Titanic Thompson: The Man Who Bet on Everything, by Kevin Cook, Picador, RRP£12.99, 256 pages

Alongside the gangster and the salesman, those all-American characters of the early 20th-century, there was the gambler. And of all the great gamblers, Alvin Clarence Thomas was king.

In Death of a Salesman (1949), Arthur Miller wrote of his tragic hero Willy Loman: “He’s a man way out there in the blue, riding on a smile and a shoeshine. And when they start not smiling back – that’s an earthquake …A salesman is got to dream, boy. It comes with the territory.” The same was true of Thomas. He, too, was a salesman of sorts, dreaming of ever larger gambles.

While the outlaw – men such as Butch Cassidy or Jesse James – was slipping into history, the gangster was in the ascendant running illicit gambling dens and bootlegging operations in America’s cities. There was money to be had and just enough gullibility (and lawlessness) for a man like Thomas to take it.

Kevin Cook’s whirlwind biography of Thomas – or “Titanic Thompson” as he was known because “he sinks everybody” – matches its subject in energy and an ability to go the distance. And it’s some distance.

Born in 1892, Titanic left home at 16 with 50 cents in his pocket and set about making a fortune that he would lose, then win back, then lose again. “Putting some money away – a squirrel’s approach – wouldn’t work for such men because then the hunt wouldn’t matter,” writes Cook. “To matter it has to get your nostrils flaring if you win and hurt if you don’t. So they bet until they were broke and then started over.”

Damon Runyon, the great chronicler of the seamier side of Prohibition-era America, immortalised Titanic in the Guys and Dolls character Sky Masterson – when Titanic bet, the “sky’s the limit.”

Everything Thompson did was on a grand scale. He married five times. He shot and killed five men during bungled attempts to rob him of his bank-roll. He bedded Jean Harlow, hustled Al Capone and Howard Hughes, and set up the ill-fated poker game that led to the murder of underworld kingpin Arnold Rothstein.

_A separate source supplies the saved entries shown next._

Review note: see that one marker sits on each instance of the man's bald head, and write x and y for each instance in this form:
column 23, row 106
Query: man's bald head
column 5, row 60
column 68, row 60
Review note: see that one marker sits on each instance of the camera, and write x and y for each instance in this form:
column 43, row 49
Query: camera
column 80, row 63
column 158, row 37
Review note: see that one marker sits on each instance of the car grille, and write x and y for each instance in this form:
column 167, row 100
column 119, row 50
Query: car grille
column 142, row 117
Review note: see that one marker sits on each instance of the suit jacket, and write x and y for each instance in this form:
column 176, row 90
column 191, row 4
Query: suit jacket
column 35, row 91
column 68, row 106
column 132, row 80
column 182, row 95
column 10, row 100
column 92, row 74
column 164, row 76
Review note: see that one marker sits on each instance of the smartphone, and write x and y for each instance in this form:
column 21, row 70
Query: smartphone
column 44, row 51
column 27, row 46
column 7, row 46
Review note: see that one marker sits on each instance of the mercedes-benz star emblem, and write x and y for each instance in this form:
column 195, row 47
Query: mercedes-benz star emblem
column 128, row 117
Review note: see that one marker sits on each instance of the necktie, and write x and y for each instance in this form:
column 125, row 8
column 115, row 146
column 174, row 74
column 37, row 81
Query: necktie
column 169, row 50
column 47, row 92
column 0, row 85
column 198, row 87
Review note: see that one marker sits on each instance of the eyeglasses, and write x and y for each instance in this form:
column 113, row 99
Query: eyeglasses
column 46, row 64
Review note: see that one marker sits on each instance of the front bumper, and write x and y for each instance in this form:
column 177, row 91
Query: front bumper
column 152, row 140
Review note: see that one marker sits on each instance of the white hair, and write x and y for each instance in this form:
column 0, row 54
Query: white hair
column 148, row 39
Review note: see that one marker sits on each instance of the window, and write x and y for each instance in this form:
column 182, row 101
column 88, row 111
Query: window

Although a cheat who would set up bets weighted in his favour, Titanic had a certain genius. He practised for hours until he could toss 52 playing cards, one after the other, across a room into his hat; until he could chip and putt – left- or right-handed – on any golf course in America, playing for hundreds of thousands of dollars a shot. He could mark cards and calculate the odds on any bet in a flash.

“He liked having people around, but all he needed was people to gamble with,” said his fifth wife Jeannette. “And then it wasn’t for the company or even the money. It was for the sport – to show another gambler who was smarter.”

As Sky Masterson asks in Guys and Dolls, “Is it wrong to gamble, or only to lose?” For Titanic, until America changed, the odds were always in his favour.